Role of the leech TRPV-like receptor and GABA during 2AG-mediated synaptic potentiation. (A) The TRPV1 antagonist, SB366791 (10 μM), prevents potentiation of the non-nociceptive P-to-L synapses that is normally observed following 2AG treatment. Asterisks indicate statistically significant difference relative to the vehicle control group (see Results section for details). (B) Role of GABA signaling during 2AG-mediated synaptic potentiation. Pretreatment of synapses with the GABA receptor antagonist bicuculline (100 μM), prevented 2AG-induced potentiation of the non-nociceptive N-to-L synapse. Asterisks indicate statistically significant difference relative to the vehicle control group (see Results section for details).

Figure 4

Opposing effects of GABA on nociceptive vs. non-nociceptive afferents and their synapses. (A) Response of nociceptive (N-cell) and non-nociceptive (P-cell) afferents to GABA. GABA elicited depolarization in the N-cells and hyperpolarization in the P-cells (scale bars are, respectively, 2 mV/500 msec and 0.5 mV/1000 msec).
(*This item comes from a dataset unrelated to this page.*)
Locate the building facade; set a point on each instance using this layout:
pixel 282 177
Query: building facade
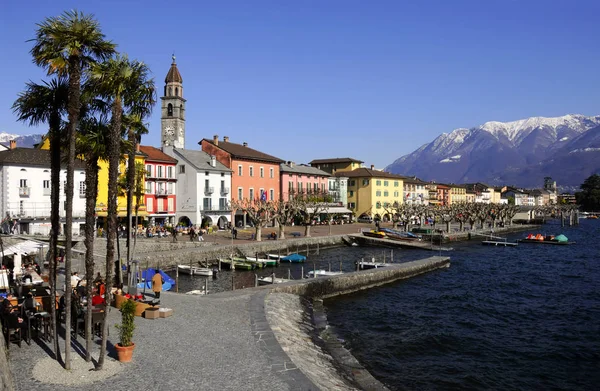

Both responses were inhibited by subsequent treatment 15 mins with bicuculline (100 μM) and this decrease was not observed when a 15 mins saline treatment was used in place of bicuculline. (B) Acute bicuculline treatment depresses the nociceptive (N-to-L) synapse, but enhances the non-nociceptive (P-to-L) synapse. Scale bars are, respectively, 2 mV/50 msec and 5 mV/50 msec. Asterisks indicate statistically significant difference relative to the vehicle control group (see Results section for details).

Figure 5

Hypothetical model for opposing effects of 2AG on nociceptive (N) versus non-nociceptive (P) synapses. Both N- and P-cells have input onto the same postsynaptic targets (in this example, the L motor neuron) via glutamatergic synapses. Based on previous studies [10], 2AG directly depresses the nociceptive synapse via a TRPV-like receptor that reduces presynaptic neurotransmitter release. In the present study, 2AG was observed to potentiate the non-nociceptive synapse via an indirect mechanism in which the eCB reduces inhibitory input from an unknown GABAergic interneuron (int). This 2AG-mediated disinhibition appears to be mediated by the TRPV-like receptor as well. Nociceptive synapses are “protected” from this disinhibitory because they are depolarized by GABA. The same GABAergic interneuron is shown to act on both the N- and P-cells for diagrammatic purposes and it is not known whether these afferents receive GABAergic input from a common source or from distinct interneurons.